Whilst the biological consequences of long-term, gradual changes in acidity associated with the oceanic uptake of atmospheric carbon dioxide (CO2) are increasingly studied, the potential effects of rapid acidification associated with a failure of sub-seabed carbon storage infrastructure have received less attention.
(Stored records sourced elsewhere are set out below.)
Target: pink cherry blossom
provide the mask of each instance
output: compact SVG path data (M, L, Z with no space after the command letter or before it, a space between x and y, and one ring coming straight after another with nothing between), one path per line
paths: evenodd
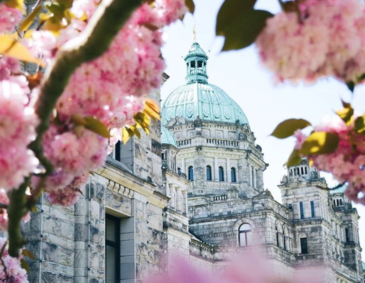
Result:
M0 3L0 33L11 33L20 22L23 15L19 10Z
M67 187L49 191L47 195L51 203L64 206L74 204L81 195L80 187L86 182L88 176L89 172L87 172L75 177Z
M267 20L256 41L263 64L281 82L312 83L333 76L358 82L365 72L364 4L315 0L299 7L301 21L296 13L284 12Z
M355 202L365 204L365 136L353 130L353 124L347 125L339 117L327 118L314 127L316 132L336 134L339 138L335 150L327 154L311 155L307 158L313 161L318 170L332 173L339 182L348 182L346 191L347 197ZM300 149L305 138L296 134L296 148Z
M6 245L6 239L0 238L0 249ZM5 246L6 247L6 246ZM5 266L5 273L4 267L0 263L0 282L12 283L28 283L27 272L21 267L20 259L21 256L18 258L12 257L9 255L7 248L4 249L1 259Z
M38 160L27 148L35 139L37 119L19 84L0 81L0 188L16 188L36 168Z

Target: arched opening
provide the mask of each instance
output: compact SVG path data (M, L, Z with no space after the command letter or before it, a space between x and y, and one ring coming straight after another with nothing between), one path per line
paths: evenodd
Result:
M223 181L224 180L224 171L223 170L222 166L219 166L218 168L218 173L219 175L219 181Z
M194 181L194 169L193 168L193 166L189 167L188 178L189 181Z
M289 235L288 234L288 231L287 231L287 228L285 225L283 225L283 244L284 245L284 249L288 250L287 249L287 243L286 239L288 239Z
M236 169L234 167L231 168L231 181L233 183L237 181L236 178Z
M251 226L248 223L242 224L238 228L238 244L239 247L246 247L252 244Z
M206 167L206 179L208 181L212 180L212 167L209 165Z
M275 230L276 233L276 246L279 247L279 231L277 230L277 226L275 226Z

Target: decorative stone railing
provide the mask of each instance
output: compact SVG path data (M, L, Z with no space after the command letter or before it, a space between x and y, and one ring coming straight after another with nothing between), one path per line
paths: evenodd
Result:
M188 140L183 140L182 141L178 141L176 142L178 145L185 145L186 144L191 144L191 139Z
M219 144L233 146L239 146L239 142L237 142L237 141L230 141L229 140L218 140L217 139L208 138L206 139L206 143L208 144Z
M216 195L210 197L210 200L213 201L217 200L226 200L228 198L227 195Z

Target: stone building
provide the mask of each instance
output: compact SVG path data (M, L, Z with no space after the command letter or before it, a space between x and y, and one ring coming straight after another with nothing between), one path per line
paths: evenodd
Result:
M262 149L241 108L208 83L207 60L193 43L163 125L116 144L77 203L40 200L24 228L37 258L30 282L140 282L176 254L223 273L227 257L253 247L283 274L323 265L328 282L363 282L359 217L345 187L329 190L303 160L287 168L275 201ZM151 98L160 103L159 92Z

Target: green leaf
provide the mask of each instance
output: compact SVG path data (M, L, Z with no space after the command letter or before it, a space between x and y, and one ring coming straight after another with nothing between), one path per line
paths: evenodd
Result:
M355 120L354 129L359 134L365 133L365 115L356 118Z
M23 249L23 250L21 252L21 254L24 256L27 256L31 259L35 260L36 258L36 256L35 256L30 250L27 249L26 248Z
M85 128L104 138L110 138L109 130L103 123L92 117L85 117L84 119L86 122Z
M189 9L189 12L191 14L194 14L195 11L195 4L194 3L193 0L185 0L185 4Z
M304 119L288 119L277 125L271 135L278 139L285 139L292 136L297 130L310 125L310 123Z
M299 150L303 155L327 154L333 152L337 148L340 138L336 134L315 132L307 138Z
M28 265L28 263L25 261L25 260L23 258L20 259L20 266L23 269L25 269L27 272L27 274L29 273L29 266Z
M346 82L346 85L351 92L354 92L354 89L355 89L355 83L352 81Z
M26 31L33 22L35 19L36 18L38 14L42 10L42 5L38 5L32 12L29 14L25 18L19 25L19 31L24 32Z
M234 18L226 27L222 51L237 50L251 45L265 27L266 19L273 16L267 11L252 10Z
M225 0L219 8L217 16L216 34L224 35L227 26L235 18L242 13L254 9L257 0Z
M299 155L299 150L297 149L294 149L292 152L292 153L289 156L289 158L288 159L287 161L287 166L288 167L293 166L297 164L300 163L302 160L302 158Z

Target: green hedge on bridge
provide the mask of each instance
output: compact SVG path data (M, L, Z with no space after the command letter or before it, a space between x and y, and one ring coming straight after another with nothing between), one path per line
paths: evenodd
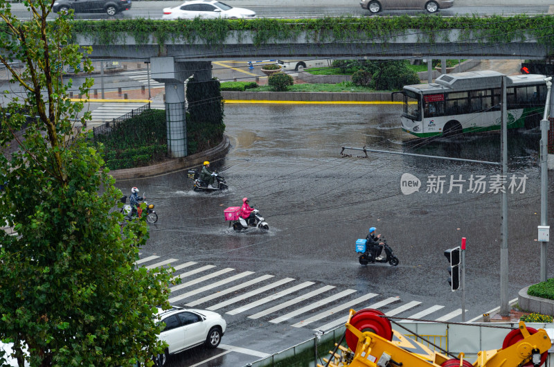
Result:
M200 19L155 20L145 19L100 21L75 20L73 32L89 37L94 44L116 44L125 35L132 36L138 44L146 44L154 35L156 42L169 40L223 44L230 32L253 33L256 46L276 41L294 41L306 33L314 42L359 39L386 43L387 39L400 37L408 30L416 30L422 42L463 42L476 39L486 44L535 39L540 44L554 46L554 17L494 15L440 17L422 15L416 17L325 17L306 19ZM456 39L444 30L458 30ZM240 37L240 35L238 35ZM240 41L239 38L239 41Z

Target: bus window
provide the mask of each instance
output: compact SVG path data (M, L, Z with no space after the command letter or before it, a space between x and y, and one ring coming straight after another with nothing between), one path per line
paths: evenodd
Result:
M508 102L508 109L517 108L517 98L515 88L506 88L506 100ZM502 102L502 96L500 96L499 104Z
M415 121L421 121L421 95L411 91L404 91L403 115Z
M446 101L446 114L467 114L470 109L467 92L449 93Z

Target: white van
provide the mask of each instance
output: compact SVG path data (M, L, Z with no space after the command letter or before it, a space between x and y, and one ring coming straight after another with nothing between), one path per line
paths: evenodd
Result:
M278 60L277 64L285 70L298 71L300 68L330 68L332 65L332 59L318 59L309 60L283 61Z

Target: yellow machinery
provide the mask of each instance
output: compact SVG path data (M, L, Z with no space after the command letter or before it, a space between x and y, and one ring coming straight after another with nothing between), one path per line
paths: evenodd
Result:
M502 348L481 351L472 364L463 353L449 358L393 330L385 314L373 309L350 310L344 339L348 348L337 344L330 358L323 359L326 364L318 367L539 367L552 345L543 329L519 321Z

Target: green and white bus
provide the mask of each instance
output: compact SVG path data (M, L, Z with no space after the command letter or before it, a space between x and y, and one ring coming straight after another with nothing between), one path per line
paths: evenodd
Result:
M454 73L434 83L404 86L402 129L420 137L499 129L501 76L489 70ZM508 128L539 126L546 99L545 78L506 78Z

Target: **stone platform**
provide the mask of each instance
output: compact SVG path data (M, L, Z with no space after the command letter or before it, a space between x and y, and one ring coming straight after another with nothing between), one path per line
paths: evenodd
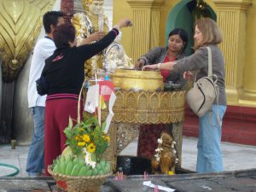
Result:
M177 174L173 176L149 175L148 180L172 189L176 192L227 192L256 191L256 169L206 174ZM152 192L143 186L143 176L127 176L123 181L107 179L102 192ZM0 177L0 191L17 192L56 191L51 177ZM160 192L160 190L159 190Z

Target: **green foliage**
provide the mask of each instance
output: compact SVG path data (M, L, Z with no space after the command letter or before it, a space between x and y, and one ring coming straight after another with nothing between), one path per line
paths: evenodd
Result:
M96 117L84 116L82 122L73 125L71 118L68 126L64 130L67 137L66 144L70 147L72 153L77 156L83 156L83 149L94 154L92 156L98 162L102 154L108 147L109 137L103 132L106 122L100 126Z
M103 175L110 172L110 164L108 161L101 160L92 168L81 158L66 158L60 155L53 164L53 172L70 176Z

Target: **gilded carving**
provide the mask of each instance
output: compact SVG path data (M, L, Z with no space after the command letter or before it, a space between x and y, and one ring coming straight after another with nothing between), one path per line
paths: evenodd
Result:
M54 1L40 2L0 0L0 49L4 82L14 81L21 71L40 32L42 9L49 8ZM35 4L43 6L41 10Z
M117 129L117 154L129 145L139 134L139 125L120 123Z

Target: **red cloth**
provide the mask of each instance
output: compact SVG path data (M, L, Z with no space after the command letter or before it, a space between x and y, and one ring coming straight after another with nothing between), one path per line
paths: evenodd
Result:
M80 117L83 117L83 102L80 103ZM59 98L46 101L45 132L44 132L44 170L66 148L64 129L68 125L69 116L77 119L78 100L73 98ZM76 122L73 121L73 125Z
M109 101L111 93L114 93L114 87L112 81L100 81L99 82L100 86L100 95L103 96L104 101Z
M143 125L140 127L137 155L151 159L158 147L157 139L160 133L168 130L170 125Z

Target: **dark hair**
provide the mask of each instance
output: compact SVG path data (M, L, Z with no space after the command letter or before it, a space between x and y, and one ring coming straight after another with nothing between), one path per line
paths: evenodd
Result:
M63 17L64 14L61 11L48 11L44 15L43 24L46 33L50 32L50 25L57 26L58 19Z
M56 48L67 46L68 42L73 42L76 37L76 30L71 23L57 26L53 32L53 38Z
M180 38L184 43L183 50L184 50L187 47L188 42L189 42L189 36L185 30L182 28L175 28L169 33L169 38L172 35L179 35Z

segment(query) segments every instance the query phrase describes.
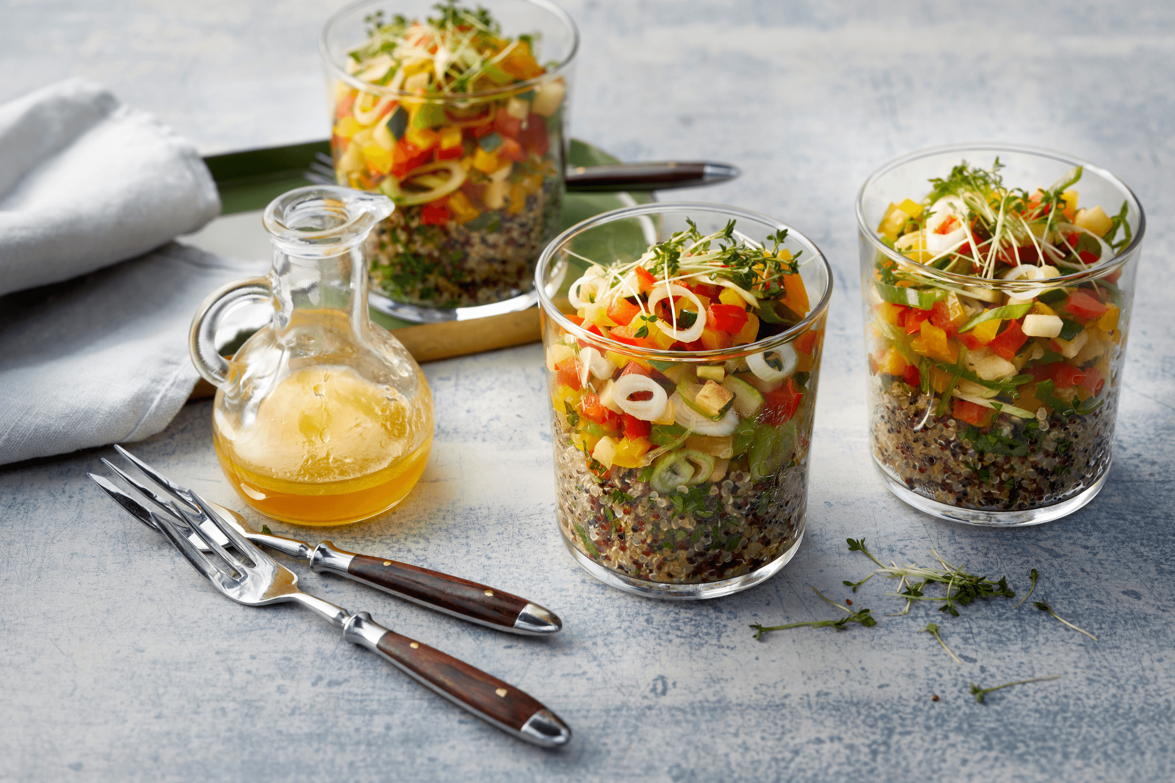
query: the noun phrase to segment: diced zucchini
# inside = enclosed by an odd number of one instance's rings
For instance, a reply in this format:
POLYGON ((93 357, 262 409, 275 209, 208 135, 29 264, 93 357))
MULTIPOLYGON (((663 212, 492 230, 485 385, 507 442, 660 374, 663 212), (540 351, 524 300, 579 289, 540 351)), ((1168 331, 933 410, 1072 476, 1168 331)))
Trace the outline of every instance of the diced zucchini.
POLYGON ((763 407, 763 393, 741 378, 730 376, 723 382, 723 389, 734 394, 734 410, 744 419, 754 416, 763 407))

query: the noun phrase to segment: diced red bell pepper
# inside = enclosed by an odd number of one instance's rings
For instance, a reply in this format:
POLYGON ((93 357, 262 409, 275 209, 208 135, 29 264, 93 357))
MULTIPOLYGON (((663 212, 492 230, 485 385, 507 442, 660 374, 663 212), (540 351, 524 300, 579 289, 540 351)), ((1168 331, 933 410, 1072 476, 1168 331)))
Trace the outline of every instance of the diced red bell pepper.
MULTIPOLYGON (((579 325, 583 326, 583 324, 585 323, 588 323, 586 319, 582 320, 579 325)), ((598 335, 599 337, 604 336, 604 332, 599 331, 599 326, 597 326, 596 324, 589 323, 586 326, 584 326, 584 329, 588 330, 589 335, 598 335)), ((577 339, 576 342, 579 343, 579 347, 589 347, 591 345, 588 340, 577 339)))
POLYGON ((1077 318, 1093 320, 1109 310, 1109 305, 1103 304, 1089 291, 1076 290, 1069 295, 1068 302, 1065 303, 1065 309, 1077 318))
POLYGON ((906 313, 906 333, 916 335, 922 331, 922 322, 931 317, 929 310, 919 310, 918 308, 912 308, 909 312, 906 313))
POLYGON ((432 148, 421 149, 407 139, 401 139, 391 148, 391 174, 403 178, 412 169, 424 166, 432 157, 432 148))
POLYGON ((946 302, 935 302, 931 308, 931 323, 947 333, 947 338, 959 333, 959 328, 951 319, 951 309, 946 302))
MULTIPOLYGON (((647 393, 647 392, 646 392, 647 393)), ((634 416, 624 414, 624 437, 629 440, 636 440, 637 438, 647 438, 651 427, 644 419, 638 419, 634 416)))
POLYGON ((795 416, 803 401, 804 392, 797 391, 793 379, 788 378, 786 384, 763 396, 763 407, 756 418, 760 424, 779 426, 795 416))
POLYGON ((539 156, 546 155, 551 147, 551 139, 546 133, 546 120, 533 112, 526 115, 526 127, 518 130, 518 143, 528 153, 539 156))
POLYGON ((746 310, 737 304, 712 304, 706 308, 706 326, 737 335, 746 325, 746 310))
POLYGON ((444 225, 451 217, 449 209, 444 205, 444 200, 424 204, 424 209, 421 210, 421 223, 424 225, 444 225))
POLYGON ((505 107, 498 109, 494 115, 494 129, 502 134, 503 139, 518 139, 522 129, 522 120, 506 113, 505 107))
POLYGON ((954 410, 951 412, 951 414, 960 421, 974 424, 976 427, 986 427, 991 424, 993 413, 994 411, 992 409, 976 405, 975 403, 969 403, 965 399, 956 399, 954 410))
POLYGON ((1048 377, 1058 389, 1072 389, 1085 382, 1086 371, 1065 362, 1054 362, 1049 365, 1048 377))
POLYGON ((657 278, 653 277, 653 274, 647 269, 645 269, 644 266, 637 266, 636 272, 637 272, 637 285, 640 286, 640 292, 649 293, 650 291, 652 291, 653 286, 657 285, 657 278))
POLYGON ((922 385, 922 376, 918 372, 918 365, 914 364, 906 365, 906 372, 902 373, 901 379, 915 389, 922 385))
POLYGON ((1020 329, 1020 322, 1013 319, 1008 320, 1007 328, 996 335, 995 339, 988 343, 987 346, 1010 362, 1012 357, 1016 355, 1016 351, 1026 342, 1028 342, 1028 336, 1025 335, 1025 330, 1020 329))
POLYGON ((525 161, 526 153, 522 150, 522 144, 516 142, 509 136, 502 137, 502 146, 495 150, 499 160, 503 161, 525 161))
POLYGON ((604 424, 611 411, 604 407, 604 404, 599 401, 599 397, 592 392, 588 392, 584 394, 584 398, 579 400, 579 412, 596 424, 604 424))
POLYGON ((575 390, 583 389, 583 384, 579 383, 579 363, 576 362, 576 357, 573 356, 569 356, 555 365, 555 376, 564 386, 570 386, 575 390))
POLYGON ((1086 370, 1086 379, 1081 382, 1081 387, 1085 389, 1090 394, 1100 394, 1102 386, 1106 385, 1106 379, 1102 378, 1101 370, 1097 367, 1089 367, 1086 370))
POLYGON ((612 304, 607 305, 607 317, 623 326, 631 324, 639 312, 638 305, 622 297, 616 297, 612 304))

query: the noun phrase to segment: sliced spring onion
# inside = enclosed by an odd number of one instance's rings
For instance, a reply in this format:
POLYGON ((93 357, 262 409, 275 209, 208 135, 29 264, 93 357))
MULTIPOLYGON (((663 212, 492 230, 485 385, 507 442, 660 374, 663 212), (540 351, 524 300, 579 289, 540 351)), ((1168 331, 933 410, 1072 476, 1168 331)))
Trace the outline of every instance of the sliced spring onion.
POLYGON ((1009 413, 1010 416, 1014 416, 1020 419, 1033 419, 1036 417, 1036 414, 1033 413, 1032 411, 1026 411, 1022 407, 1016 407, 1010 403, 1000 403, 1000 401, 992 403, 992 400, 983 399, 982 397, 978 397, 976 394, 967 394, 965 392, 961 392, 959 391, 958 387, 952 392, 952 394, 954 394, 959 399, 965 399, 968 403, 974 403, 975 405, 982 405, 983 407, 989 407, 992 410, 999 411, 1000 413, 1009 413), (996 407, 996 405, 999 405, 999 407, 996 407))
POLYGON ((751 367, 751 372, 764 380, 783 380, 795 372, 798 363, 799 356, 795 355, 795 349, 791 345, 780 345, 746 357, 746 364, 751 367))
POLYGON ((1032 310, 1032 302, 1026 302, 1025 304, 1008 304, 1002 308, 992 308, 991 310, 985 310, 979 313, 967 323, 965 323, 959 331, 968 332, 975 326, 980 325, 985 320, 1005 320, 1007 318, 1022 318, 1029 310, 1032 310))
MULTIPOLYGON (((627 377, 625 376, 625 378, 627 377)), ((674 423, 686 430, 693 430, 700 436, 730 436, 738 427, 738 413, 734 412, 733 407, 726 411, 726 416, 713 421, 686 405, 677 392, 673 392, 670 401, 673 403, 674 423)))
POLYGON ((408 176, 404 177, 404 182, 408 182, 412 177, 422 174, 430 174, 442 169, 449 170, 449 180, 444 184, 436 185, 431 190, 425 190, 424 193, 402 193, 396 198, 396 203, 409 207, 412 204, 427 204, 430 201, 444 198, 459 188, 461 183, 465 181, 465 169, 461 168, 461 163, 457 161, 437 161, 436 163, 428 163, 418 169, 412 169, 408 173, 408 176))
MULTIPOLYGON (((698 308, 697 310, 698 313, 705 311, 705 308, 701 306, 701 299, 694 296, 693 291, 691 291, 687 288, 683 288, 680 285, 673 285, 672 283, 669 285, 665 285, 664 283, 658 283, 653 288, 653 290, 649 292, 649 304, 647 304, 649 311, 652 312, 653 308, 657 306, 658 302, 670 296, 684 296, 685 298, 693 302, 693 304, 698 308)), ((673 329, 673 323, 671 320, 667 322, 664 318, 658 318, 657 328, 660 329, 666 335, 669 335, 670 337, 672 337, 673 339, 682 340, 683 343, 692 343, 693 340, 701 337, 701 332, 705 331, 706 329, 706 319, 698 318, 697 320, 693 322, 692 326, 683 331, 673 329)))
MULTIPOLYGON (((620 376, 620 379, 612 387, 612 399, 620 406, 622 411, 643 421, 662 418, 665 416, 665 406, 669 405, 669 394, 660 387, 660 384, 636 372, 620 376), (652 399, 629 399, 630 394, 642 391, 652 392, 652 399)), ((676 406, 674 410, 677 410, 676 406)))

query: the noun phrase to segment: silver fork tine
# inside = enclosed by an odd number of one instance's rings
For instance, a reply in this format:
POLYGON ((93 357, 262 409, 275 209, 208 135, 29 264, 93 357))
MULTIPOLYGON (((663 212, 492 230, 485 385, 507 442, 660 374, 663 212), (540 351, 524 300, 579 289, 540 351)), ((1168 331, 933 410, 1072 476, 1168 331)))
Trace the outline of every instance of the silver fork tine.
MULTIPOLYGON (((213 525, 216 526, 216 529, 223 533, 224 538, 227 538, 229 542, 234 547, 236 547, 236 551, 249 558, 249 560, 251 560, 254 565, 266 562, 267 560, 271 560, 271 558, 261 549, 258 549, 253 541, 237 533, 236 528, 234 528, 231 525, 224 522, 216 512, 214 512, 204 504, 203 498, 193 492, 192 499, 195 501, 200 511, 204 512, 204 517, 212 520, 213 525)), ((207 539, 209 536, 203 535, 201 538, 207 539)), ((220 547, 217 547, 217 549, 219 548, 220 547)))
MULTIPOLYGON (((129 459, 132 463, 134 463, 135 467, 137 467, 140 471, 142 471, 143 474, 147 478, 149 478, 152 481, 154 481, 159 486, 164 487, 166 490, 168 490, 173 495, 175 495, 175 498, 177 500, 180 500, 188 508, 195 508, 195 506, 192 504, 192 500, 188 498, 189 491, 187 488, 181 487, 179 484, 176 484, 172 479, 167 478, 166 475, 163 475, 162 473, 160 473, 159 471, 156 471, 154 467, 152 467, 147 463, 142 461, 141 459, 139 459, 137 457, 135 457, 134 454, 132 454, 129 451, 127 451, 122 446, 120 446, 118 444, 114 444, 114 450, 118 451, 123 457, 126 457, 127 459, 129 459)), ((105 463, 106 460, 103 459, 102 461, 105 463)), ((118 468, 115 468, 115 470, 118 470, 118 468)))
POLYGON ((159 524, 153 519, 157 514, 153 513, 149 508, 140 504, 114 484, 110 484, 110 481, 105 477, 95 475, 94 473, 87 473, 86 475, 92 478, 94 484, 96 484, 102 492, 109 495, 110 500, 122 506, 122 508, 129 512, 132 517, 146 525, 149 529, 156 533, 163 532, 159 528, 159 524))
MULTIPOLYGON (((114 471, 115 473, 118 473, 118 474, 119 474, 119 475, 120 475, 120 477, 122 478, 122 480, 123 480, 123 481, 126 481, 127 484, 129 484, 130 486, 133 486, 133 487, 134 487, 135 490, 139 490, 139 492, 143 493, 145 495, 147 495, 147 497, 148 497, 148 498, 150 498, 152 500, 154 500, 154 501, 155 501, 155 502, 156 502, 156 504, 159 505, 159 507, 160 507, 160 508, 164 508, 164 509, 167 509, 167 512, 168 512, 169 514, 174 514, 174 513, 175 513, 175 512, 174 512, 174 511, 172 509, 172 506, 173 506, 174 504, 169 504, 169 502, 168 502, 167 500, 163 500, 162 498, 160 498, 160 497, 159 497, 157 494, 155 494, 155 493, 154 493, 154 492, 152 491, 152 488, 150 488, 150 487, 148 487, 148 486, 147 486, 146 484, 143 484, 143 482, 142 482, 142 481, 140 481, 139 479, 135 479, 135 478, 133 478, 133 477, 132 477, 130 474, 128 474, 128 473, 127 473, 126 471, 123 471, 122 468, 120 468, 120 467, 119 467, 118 465, 114 465, 114 464, 113 464, 113 463, 112 463, 110 460, 106 459, 105 457, 102 458, 102 464, 103 464, 103 465, 106 465, 106 466, 107 466, 108 468, 110 468, 112 471, 114 471)), ((90 475, 93 475, 93 474, 90 474, 90 475)), ((95 479, 95 480, 96 480, 96 479, 95 479)), ((180 518, 177 518, 177 519, 179 519, 179 520, 180 520, 181 522, 183 522, 183 524, 187 524, 187 522, 188 522, 188 520, 186 520, 186 519, 184 519, 184 518, 182 518, 182 517, 180 517, 180 518)))
POLYGON ((172 542, 172 546, 180 551, 180 554, 182 554, 187 561, 192 563, 193 568, 203 574, 204 579, 223 593, 224 590, 221 588, 217 579, 223 575, 222 572, 214 566, 192 541, 188 540, 188 536, 181 534, 176 529, 176 522, 166 517, 159 517, 159 522, 160 533, 162 533, 167 540, 172 542))

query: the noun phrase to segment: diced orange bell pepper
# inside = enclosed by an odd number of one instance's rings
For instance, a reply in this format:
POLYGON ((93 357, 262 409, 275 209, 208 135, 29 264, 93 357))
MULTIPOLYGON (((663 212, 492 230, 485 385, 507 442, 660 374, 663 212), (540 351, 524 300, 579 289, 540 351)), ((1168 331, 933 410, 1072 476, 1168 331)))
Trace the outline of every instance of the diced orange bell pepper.
MULTIPOLYGON (((627 299, 624 299, 622 297, 616 297, 612 304, 607 305, 607 317, 615 320, 616 323, 620 324, 622 326, 631 324, 632 319, 636 318, 639 313, 640 313, 640 308, 638 305, 632 304, 627 299)), ((642 324, 644 322, 642 322, 642 324)))
POLYGON ((965 399, 956 399, 952 416, 960 421, 974 424, 976 427, 986 427, 992 423, 993 410, 969 403, 965 399))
This study investigates the effects of severe short-term (8 days) exposure to acidified seawater on infaunal mediation of ecosystem processes (bioirrigation and sediment particle redistribution) and functioning (nutrient concentrations). Following acidification, individuals of Amphiura filiformis exhibited emergent behaviour typical of a stress response, which resulted in altered bioturbation, but limited changes in nutrient cycling. Under acidified conditions, A. filiformis moved to shallower depths within the sediment and the variability in occupancy depth reduced considerably. This study indicated that rapid acidification events may not be lethal to benthic invertebrates, but may result in behavioural changes that could have longer-term implications for species survival, ecosystem structure and functioning. (C) 2012 Elsevier Ltd. All rights reserved.

Original language	English
Pages (from-to)	435-442
Number of pages	8
Journal	Marine Pollution Bulletin
Volume	73
Issue number	2
DOIs	https://doi.org/10.1016/j.marpolbul.2012.11.023
Publication status	Published - 30 Aug 2013

Keywords

Amphiura filiformis
carbon capture and storage (CCS)
ocean acidification
ecosystem function
bioturbation
bioirrigation
amphiura-filiformis echinodermata
sediment-profile imagery
acid-base-balance
carbon-dioxide
in-situ
seawater acidification
animal physiology
luminophore tracers
marine ecosystems
climate-change

UN SDGs

This output contributes to the following UN Sustainable Development Goals (SDGs)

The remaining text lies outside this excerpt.